28 July 2014

One good turn deserves another

With the recent spell of hot weather  - hay making has been in full swing.
Good hay generally takes about a week to make - so we are very dependent on a settled spell.
For example, Martins' Meadows were cut on a Monday , then turned three times (Tuesday, Wednesday and Thursday) to dry and make the hay and then on Friday it was all hands on deck -  rowing up, baling and carting the hay to get it all safely stored in the barn at Foxburrow Farm. This process is of course delayed if there is any rain. We all spent the week with our fingers crossed that it stayed fine and looking anxiously up at any looming cloud.

This year, I was given a lesson in turning the hay and was very pleased to spend two afternoons driving the tractor up and down with the 'Hay Zip'  (Turner or Tedder) which fluffs up and dries the hay. The picture on the right shows a 'Turner's eye view'.

The 'Hay Zip' is also used for rowing up the hay in preparation for the baler.
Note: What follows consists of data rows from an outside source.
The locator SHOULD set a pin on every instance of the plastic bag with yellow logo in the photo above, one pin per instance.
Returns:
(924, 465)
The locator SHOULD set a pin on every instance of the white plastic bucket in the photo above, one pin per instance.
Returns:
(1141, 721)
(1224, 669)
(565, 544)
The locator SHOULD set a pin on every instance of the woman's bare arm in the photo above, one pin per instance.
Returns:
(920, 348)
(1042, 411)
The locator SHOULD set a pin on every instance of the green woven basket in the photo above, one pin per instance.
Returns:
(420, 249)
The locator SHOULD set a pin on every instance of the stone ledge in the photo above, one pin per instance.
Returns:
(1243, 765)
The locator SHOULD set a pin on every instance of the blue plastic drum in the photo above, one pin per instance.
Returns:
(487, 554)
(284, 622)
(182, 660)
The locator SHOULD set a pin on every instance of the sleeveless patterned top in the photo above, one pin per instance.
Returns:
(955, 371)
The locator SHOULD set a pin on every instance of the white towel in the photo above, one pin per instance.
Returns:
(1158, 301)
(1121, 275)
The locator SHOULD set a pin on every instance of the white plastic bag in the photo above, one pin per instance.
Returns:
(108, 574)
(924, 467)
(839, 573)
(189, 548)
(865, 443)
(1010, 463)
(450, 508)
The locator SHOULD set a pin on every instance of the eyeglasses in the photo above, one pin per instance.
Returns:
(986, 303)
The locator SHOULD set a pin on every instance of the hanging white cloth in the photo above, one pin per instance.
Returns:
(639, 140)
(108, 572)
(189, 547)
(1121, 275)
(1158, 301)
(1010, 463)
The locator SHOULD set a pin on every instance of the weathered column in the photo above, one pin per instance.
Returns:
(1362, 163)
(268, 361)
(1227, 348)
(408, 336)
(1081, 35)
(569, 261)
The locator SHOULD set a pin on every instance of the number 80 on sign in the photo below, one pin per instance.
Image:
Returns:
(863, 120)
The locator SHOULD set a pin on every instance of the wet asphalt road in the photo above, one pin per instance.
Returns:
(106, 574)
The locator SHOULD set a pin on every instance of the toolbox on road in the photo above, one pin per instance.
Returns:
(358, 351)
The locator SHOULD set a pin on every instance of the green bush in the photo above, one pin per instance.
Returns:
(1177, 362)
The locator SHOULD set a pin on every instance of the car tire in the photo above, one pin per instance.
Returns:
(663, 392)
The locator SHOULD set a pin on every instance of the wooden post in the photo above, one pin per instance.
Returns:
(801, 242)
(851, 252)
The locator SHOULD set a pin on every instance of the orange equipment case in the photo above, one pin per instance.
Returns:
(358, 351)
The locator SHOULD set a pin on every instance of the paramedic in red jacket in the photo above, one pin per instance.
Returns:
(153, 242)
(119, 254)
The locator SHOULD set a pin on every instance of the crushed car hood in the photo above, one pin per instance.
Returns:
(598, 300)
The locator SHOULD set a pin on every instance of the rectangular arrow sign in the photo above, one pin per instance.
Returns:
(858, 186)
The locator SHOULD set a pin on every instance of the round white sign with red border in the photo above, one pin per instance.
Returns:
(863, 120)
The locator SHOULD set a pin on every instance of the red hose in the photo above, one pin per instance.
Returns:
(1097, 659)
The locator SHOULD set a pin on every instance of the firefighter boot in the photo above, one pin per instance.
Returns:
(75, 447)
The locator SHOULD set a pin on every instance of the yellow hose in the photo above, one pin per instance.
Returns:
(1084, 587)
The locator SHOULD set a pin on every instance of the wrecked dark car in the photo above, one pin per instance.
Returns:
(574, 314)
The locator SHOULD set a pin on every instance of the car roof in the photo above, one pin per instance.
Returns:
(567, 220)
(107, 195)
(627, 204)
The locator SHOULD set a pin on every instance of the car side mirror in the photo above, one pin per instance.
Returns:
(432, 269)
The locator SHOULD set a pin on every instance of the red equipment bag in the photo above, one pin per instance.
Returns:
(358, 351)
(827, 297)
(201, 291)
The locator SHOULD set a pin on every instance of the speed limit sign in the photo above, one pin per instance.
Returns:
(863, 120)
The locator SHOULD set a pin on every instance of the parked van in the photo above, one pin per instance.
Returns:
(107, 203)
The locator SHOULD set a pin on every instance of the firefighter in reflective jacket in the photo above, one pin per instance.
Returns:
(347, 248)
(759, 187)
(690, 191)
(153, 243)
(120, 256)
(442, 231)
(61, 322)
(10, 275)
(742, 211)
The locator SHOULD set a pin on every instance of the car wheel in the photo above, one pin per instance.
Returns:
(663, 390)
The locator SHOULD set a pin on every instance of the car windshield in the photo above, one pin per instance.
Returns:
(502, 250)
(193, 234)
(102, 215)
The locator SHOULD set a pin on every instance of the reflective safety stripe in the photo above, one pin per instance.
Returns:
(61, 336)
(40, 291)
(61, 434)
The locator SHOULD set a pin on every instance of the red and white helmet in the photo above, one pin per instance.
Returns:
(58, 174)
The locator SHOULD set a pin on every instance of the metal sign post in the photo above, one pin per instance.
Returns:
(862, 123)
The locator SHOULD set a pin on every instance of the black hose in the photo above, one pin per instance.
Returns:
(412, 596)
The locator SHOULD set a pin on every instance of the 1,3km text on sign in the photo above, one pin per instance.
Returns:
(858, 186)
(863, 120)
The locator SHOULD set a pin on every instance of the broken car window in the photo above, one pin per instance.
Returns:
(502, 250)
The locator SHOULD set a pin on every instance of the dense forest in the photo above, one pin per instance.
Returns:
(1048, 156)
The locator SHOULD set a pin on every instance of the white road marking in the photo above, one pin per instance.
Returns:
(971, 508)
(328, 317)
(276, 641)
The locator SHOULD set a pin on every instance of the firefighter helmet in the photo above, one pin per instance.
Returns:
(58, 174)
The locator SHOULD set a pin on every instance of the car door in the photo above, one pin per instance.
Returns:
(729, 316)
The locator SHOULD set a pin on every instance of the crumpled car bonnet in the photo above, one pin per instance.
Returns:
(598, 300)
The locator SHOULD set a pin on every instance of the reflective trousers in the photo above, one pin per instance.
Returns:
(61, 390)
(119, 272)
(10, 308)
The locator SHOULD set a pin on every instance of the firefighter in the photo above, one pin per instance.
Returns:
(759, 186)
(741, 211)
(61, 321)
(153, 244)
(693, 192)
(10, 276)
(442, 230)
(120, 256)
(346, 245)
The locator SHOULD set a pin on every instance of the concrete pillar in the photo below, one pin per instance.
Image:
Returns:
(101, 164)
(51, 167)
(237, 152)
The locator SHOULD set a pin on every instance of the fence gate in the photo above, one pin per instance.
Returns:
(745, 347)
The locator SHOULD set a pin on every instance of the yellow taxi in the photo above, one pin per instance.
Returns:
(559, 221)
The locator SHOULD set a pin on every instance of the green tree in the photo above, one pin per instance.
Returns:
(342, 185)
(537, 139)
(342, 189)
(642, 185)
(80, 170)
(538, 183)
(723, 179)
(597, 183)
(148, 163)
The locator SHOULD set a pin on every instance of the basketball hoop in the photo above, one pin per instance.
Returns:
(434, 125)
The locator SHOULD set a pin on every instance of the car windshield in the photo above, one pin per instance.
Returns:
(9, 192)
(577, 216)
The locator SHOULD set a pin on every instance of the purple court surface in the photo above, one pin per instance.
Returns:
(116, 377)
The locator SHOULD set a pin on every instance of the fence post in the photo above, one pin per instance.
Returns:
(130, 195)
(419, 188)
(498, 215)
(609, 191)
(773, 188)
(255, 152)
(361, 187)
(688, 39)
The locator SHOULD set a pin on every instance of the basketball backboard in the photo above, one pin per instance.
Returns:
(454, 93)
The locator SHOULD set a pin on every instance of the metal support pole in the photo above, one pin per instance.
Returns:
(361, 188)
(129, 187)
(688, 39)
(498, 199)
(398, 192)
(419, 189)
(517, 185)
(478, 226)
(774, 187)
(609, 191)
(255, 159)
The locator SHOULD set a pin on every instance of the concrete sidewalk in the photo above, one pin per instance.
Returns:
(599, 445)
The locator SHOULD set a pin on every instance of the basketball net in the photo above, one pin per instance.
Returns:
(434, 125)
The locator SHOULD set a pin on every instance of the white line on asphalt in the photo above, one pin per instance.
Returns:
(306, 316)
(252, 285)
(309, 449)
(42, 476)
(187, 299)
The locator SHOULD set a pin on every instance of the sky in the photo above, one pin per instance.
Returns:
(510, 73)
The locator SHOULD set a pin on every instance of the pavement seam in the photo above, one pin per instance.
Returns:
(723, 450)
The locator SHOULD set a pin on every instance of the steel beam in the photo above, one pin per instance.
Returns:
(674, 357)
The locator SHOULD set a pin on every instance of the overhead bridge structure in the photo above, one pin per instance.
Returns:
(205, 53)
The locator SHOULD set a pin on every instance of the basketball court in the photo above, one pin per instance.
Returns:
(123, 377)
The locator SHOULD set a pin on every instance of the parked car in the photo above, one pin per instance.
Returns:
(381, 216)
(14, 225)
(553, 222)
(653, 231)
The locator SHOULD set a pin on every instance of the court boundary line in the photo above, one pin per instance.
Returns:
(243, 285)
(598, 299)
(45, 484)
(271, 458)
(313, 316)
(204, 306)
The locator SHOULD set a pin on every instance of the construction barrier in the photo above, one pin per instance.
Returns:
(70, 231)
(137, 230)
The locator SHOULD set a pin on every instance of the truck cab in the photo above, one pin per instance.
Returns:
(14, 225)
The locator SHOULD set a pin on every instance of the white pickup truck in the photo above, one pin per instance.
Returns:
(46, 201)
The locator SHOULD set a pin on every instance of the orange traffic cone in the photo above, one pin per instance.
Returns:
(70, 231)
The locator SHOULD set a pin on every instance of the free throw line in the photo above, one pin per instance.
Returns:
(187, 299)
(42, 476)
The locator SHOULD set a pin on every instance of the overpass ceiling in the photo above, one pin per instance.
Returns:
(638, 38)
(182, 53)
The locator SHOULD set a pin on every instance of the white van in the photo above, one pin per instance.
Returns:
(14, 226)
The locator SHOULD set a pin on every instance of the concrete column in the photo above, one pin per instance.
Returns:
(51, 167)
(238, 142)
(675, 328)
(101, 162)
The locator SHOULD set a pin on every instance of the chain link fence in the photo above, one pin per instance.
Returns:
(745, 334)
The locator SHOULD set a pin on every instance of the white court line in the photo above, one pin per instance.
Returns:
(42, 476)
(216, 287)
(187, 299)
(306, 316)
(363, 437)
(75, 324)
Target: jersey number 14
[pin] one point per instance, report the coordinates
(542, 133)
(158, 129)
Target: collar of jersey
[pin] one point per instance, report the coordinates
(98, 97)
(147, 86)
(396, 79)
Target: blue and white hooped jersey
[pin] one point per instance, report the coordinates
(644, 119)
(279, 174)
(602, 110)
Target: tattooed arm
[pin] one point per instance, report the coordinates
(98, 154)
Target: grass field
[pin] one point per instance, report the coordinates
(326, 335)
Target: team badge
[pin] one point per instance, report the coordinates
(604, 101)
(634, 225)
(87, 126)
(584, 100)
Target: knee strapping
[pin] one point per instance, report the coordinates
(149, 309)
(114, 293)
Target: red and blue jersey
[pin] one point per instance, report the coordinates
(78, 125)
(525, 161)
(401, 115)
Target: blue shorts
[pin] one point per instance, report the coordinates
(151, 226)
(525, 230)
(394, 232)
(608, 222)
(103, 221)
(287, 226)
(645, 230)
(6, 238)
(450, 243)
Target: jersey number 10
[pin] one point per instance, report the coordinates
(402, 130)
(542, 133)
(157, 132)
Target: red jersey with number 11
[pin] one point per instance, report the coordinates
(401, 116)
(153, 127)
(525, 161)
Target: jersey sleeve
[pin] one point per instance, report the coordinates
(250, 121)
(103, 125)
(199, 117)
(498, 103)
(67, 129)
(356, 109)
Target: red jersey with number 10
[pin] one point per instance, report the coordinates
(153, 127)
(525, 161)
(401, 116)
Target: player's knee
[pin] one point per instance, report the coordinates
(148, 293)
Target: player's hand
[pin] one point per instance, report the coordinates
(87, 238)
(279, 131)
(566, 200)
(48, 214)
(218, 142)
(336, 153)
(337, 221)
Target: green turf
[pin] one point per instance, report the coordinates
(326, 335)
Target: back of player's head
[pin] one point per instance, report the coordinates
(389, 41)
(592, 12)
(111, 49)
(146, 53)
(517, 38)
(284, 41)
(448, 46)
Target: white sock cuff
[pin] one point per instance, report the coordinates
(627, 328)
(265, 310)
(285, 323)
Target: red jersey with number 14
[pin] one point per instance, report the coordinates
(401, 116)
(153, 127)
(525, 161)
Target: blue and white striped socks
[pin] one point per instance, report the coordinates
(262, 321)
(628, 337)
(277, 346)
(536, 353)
A clever alteration of the tines from turning to rowing position, leaves the hay in rows that the baler can then go up and down.
By using a hay sledge behind the baler, bales are delivered on to the field in groups of eight which can then be collected by the bale grab and loaded on to a trailer. The picture below shows rowing up and the hay baler and sledge in action.

Hay cutting machinery is notoriously sensitive and many things can go wrong along the way so it is really satisfying when things go to plan and we end up with a sweetly- scented hay stack in the barn.

I am extremely grateful to all those who help make the hay cuts on the meadows happen each year. Tasks range from everything from servicing the machinery, getting machinery to site, operating and  mending the machinery, making sure the barn is swept out and clean for receiving the hay, knowing how to build a hay stack and unloading the bales. Invariably, the weather is sunny and warm, making the whole process a hot and generally sweaty experience and a far cry from 'one man went to mow, went to mow a meadow' - it takes a few more than that!  - So a big thank you to you all.